The CFPB recently issued a Consent Order against a large national bank (the Bank) alleging that the Bank engaged in a pattern or practice of applying extra scrutiny to, negatively assessing, and often denying credit card applications of Armenian Americans. The Bank consented to the issuance of the Consent Order without admitting or denying any of the findings of facts or conclusions of law presented.
The Consent Order alleged that Bank employees considered applicants with last names ending in –ian or –yan, especially if the applicant’s address was in or around Glendale, California, to be more likely to commit fraud or to incur significant charges and then leave the country or otherwise not pay off the charges. The Consent Order further alleged that the Bank took corrective action against employees who failed to identify such applicants. Supervisors and trainers allegedly instructed employees to “conceal their reliance in the credit decision” on such applicants by telling Bank employees not to discuss the decisions in writing or on recorded phone lines.
The CFPB alleged that the Bank more frequently denied credit applications based on Armenian national origin, as compared to other similarly situated applicants, and did not provide a legitimate, non-discriminatory explanation for doing so. Further, when an application was denied based on an employee identifying the applicant as Armenian American, the CFPB alleged that the Bank did not accurately and adequately inform the applicant of the reason for the action in an adverse action notice required by ECOA and Regulation B.

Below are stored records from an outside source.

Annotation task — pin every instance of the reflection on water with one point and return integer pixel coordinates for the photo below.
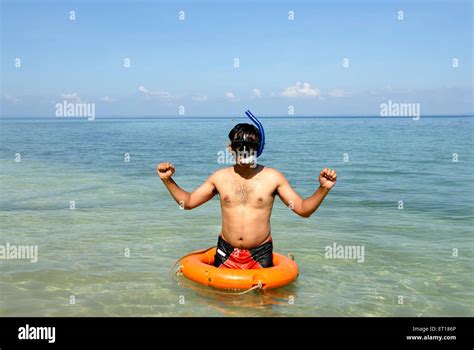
(258, 298)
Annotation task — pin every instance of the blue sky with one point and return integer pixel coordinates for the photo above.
(190, 63)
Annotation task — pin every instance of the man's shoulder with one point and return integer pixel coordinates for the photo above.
(221, 172)
(272, 173)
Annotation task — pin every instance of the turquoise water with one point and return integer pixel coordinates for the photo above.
(122, 207)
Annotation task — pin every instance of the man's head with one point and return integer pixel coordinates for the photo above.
(245, 140)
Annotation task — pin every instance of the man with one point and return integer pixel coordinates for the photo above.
(247, 191)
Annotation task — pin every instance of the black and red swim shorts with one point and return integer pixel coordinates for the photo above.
(236, 258)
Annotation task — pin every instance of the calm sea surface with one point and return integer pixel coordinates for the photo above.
(112, 254)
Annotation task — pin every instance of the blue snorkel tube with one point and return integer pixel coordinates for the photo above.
(260, 130)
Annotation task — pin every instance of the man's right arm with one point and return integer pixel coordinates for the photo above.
(185, 199)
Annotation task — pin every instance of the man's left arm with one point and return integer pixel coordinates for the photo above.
(306, 207)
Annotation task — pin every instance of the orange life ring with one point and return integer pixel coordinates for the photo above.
(199, 268)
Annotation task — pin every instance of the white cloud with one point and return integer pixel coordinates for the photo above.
(338, 93)
(199, 98)
(257, 93)
(231, 96)
(300, 90)
(11, 99)
(148, 93)
(107, 99)
(72, 97)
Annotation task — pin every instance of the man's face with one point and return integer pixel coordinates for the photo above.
(244, 151)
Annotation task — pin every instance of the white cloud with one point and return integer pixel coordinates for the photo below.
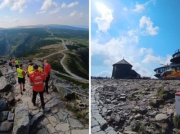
(48, 4)
(139, 8)
(144, 51)
(150, 58)
(18, 5)
(41, 12)
(15, 20)
(55, 11)
(76, 13)
(105, 19)
(145, 22)
(73, 4)
(125, 9)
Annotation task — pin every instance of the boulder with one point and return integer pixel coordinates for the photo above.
(161, 117)
(10, 116)
(36, 118)
(53, 102)
(6, 126)
(3, 105)
(3, 116)
(21, 120)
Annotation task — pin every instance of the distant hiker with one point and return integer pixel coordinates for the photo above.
(47, 71)
(16, 63)
(21, 77)
(37, 79)
(30, 68)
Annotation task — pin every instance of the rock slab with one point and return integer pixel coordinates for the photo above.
(21, 120)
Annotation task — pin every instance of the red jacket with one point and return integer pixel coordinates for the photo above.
(47, 69)
(37, 78)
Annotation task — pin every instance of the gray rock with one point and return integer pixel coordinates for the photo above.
(53, 103)
(3, 83)
(3, 105)
(3, 116)
(42, 131)
(129, 132)
(35, 118)
(100, 132)
(75, 123)
(21, 120)
(95, 129)
(137, 116)
(6, 126)
(94, 122)
(110, 130)
(11, 99)
(161, 117)
(62, 117)
(10, 116)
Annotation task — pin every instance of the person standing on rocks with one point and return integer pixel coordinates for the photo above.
(37, 79)
(21, 77)
(30, 68)
(10, 65)
(47, 71)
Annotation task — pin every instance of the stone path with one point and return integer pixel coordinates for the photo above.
(98, 123)
(29, 119)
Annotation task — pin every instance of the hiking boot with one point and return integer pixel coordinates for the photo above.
(45, 109)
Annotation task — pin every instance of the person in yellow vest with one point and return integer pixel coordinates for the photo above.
(40, 69)
(21, 77)
(16, 63)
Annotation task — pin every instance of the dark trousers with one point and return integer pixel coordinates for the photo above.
(46, 83)
(41, 98)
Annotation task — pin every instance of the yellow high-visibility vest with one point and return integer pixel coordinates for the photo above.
(20, 73)
(16, 62)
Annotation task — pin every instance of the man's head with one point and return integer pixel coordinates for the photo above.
(35, 67)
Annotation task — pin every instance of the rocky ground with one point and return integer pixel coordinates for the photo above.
(19, 116)
(134, 106)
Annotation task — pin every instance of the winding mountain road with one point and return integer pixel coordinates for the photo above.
(74, 76)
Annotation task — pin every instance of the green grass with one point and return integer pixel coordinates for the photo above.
(55, 63)
(84, 85)
(78, 63)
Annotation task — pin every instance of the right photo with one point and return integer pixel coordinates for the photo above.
(135, 67)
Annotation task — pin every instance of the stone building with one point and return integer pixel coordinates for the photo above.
(123, 70)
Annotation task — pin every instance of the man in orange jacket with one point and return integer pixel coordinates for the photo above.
(37, 79)
(47, 71)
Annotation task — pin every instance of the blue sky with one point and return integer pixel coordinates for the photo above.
(32, 12)
(144, 32)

The CFPB also alleged that the Bank took other negative actions against such applicants, such as: (1) denying a credit card application or approving it on less favorable terms; (2) applying additional scrutiny to the application, including by requiring further information such as a verification of the applicant’s income or assets; (3) placing a block or hold on the applicant’s account; and (4) referring an applicant to the Bank’s fraud prevention unit for further review and a potential account freeze, line decrease, or account closure.
The Consent Order requires the Bank to pay $1,400,000 as redress to affected applicants and a $24,500,000 civil money penalty to the CFPB.